Sobre el riesgo de quedar expuestos a “los marcos normativos internacionales” habría que hacer tres aclaraciones. La primera es que, nuevamente, el Acuerdo de Escazú dice explícitamente lo contrario. El segundo inciso de su artículo 8 (que establece las condiciones de acceso a la justicia en asuntos ambientales) señala que “cada Parte asegurará, en el marco de su legislación nacional, el acceso a instancias judiciales y administrativas (…)”.
La segunda aclaración nos remite al pasaje siguiente del pronunciamiento de la Confiep, según el cual, tras su ratificación, “el país podría ser acusado ante cortes internacionales o hasta la Corte Internacional de la Haya”. Nuevamente, eso no deriva de la mera ratificación del acuerdo. El segundo inciso del artículo 19 establece que un Estado podrá “indicar por escrito” que, en las controversias que no se hayan resuelto mediante una negociación u otro mecanismo que las partes consideren admisible, “acepta considerar obligatorio (…) el sometimiento de la controversia a la Corte Internacional de Justicia” o a un arbitraje internacional. Es decir, si al ratificar el acuerdo el Estado peruano no indica en forma explícita y por escrito que acepta esas posibilidades, el acuerdo per se no lo obliga a hacerlo.
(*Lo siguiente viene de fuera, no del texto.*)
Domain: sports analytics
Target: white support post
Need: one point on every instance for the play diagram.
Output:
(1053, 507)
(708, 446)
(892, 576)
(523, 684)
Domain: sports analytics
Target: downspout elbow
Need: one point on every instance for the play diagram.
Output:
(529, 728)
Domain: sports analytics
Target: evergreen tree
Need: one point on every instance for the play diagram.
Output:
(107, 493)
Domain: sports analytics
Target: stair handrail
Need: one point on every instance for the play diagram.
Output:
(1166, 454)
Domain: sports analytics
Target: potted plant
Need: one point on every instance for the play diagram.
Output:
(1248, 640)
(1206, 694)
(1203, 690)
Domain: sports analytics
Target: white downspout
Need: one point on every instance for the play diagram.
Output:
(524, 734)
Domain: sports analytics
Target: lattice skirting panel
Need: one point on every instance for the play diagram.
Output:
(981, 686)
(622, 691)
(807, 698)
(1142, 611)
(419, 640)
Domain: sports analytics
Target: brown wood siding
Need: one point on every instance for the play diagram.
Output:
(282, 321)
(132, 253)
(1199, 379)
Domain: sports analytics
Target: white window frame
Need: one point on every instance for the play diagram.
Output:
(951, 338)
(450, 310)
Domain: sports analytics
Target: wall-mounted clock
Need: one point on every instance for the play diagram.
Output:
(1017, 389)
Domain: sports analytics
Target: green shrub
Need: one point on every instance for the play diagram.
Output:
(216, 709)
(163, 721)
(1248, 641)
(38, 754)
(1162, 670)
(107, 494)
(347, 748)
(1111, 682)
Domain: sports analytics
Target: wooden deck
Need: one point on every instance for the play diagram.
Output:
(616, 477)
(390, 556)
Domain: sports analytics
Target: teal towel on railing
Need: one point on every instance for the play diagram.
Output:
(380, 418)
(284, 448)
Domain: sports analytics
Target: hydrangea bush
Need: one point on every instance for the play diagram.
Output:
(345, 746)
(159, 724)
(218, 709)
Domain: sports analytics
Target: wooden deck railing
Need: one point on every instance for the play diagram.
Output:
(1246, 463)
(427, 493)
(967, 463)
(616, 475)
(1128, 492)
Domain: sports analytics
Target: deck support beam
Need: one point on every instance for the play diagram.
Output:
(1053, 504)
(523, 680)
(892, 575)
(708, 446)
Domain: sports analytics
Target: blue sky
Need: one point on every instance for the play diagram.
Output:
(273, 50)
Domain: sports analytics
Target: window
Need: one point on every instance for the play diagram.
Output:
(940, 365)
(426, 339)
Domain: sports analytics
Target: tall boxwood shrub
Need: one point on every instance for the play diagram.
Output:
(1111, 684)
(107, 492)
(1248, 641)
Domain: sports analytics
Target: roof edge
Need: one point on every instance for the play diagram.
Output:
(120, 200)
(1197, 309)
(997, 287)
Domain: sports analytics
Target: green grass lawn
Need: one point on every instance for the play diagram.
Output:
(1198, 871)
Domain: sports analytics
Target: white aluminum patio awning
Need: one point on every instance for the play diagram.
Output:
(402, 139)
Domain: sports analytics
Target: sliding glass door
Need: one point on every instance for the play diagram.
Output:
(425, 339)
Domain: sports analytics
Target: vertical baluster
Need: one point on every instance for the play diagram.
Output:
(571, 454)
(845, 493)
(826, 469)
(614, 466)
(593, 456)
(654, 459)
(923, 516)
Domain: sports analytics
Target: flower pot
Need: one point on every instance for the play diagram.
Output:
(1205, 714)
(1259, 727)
Según la Confiep, permitir que el Estado peruano sea acusado ante cortes internacionales sería una “hipótesis inadmisible”. La tercera aclaración sería que, décadas antes de que existiera el Acuerdo de Escazú, el Estado peruano ya había aceptado la posibilidad de ser acusado ante cortes internacionales.
Lo hizo al adoptar el Pacto de Bogotá, que obliga a reconocer “respecto a cualquier otro Estado Americano como obligatoria ipso facto (…)” la jurisdicción de la Corte Internacional de la Haya, y al adoptar el Pacto de San José, que nos obliga a aceptar la jurisdicción de la Corte Interamericana de Derechos Humanos.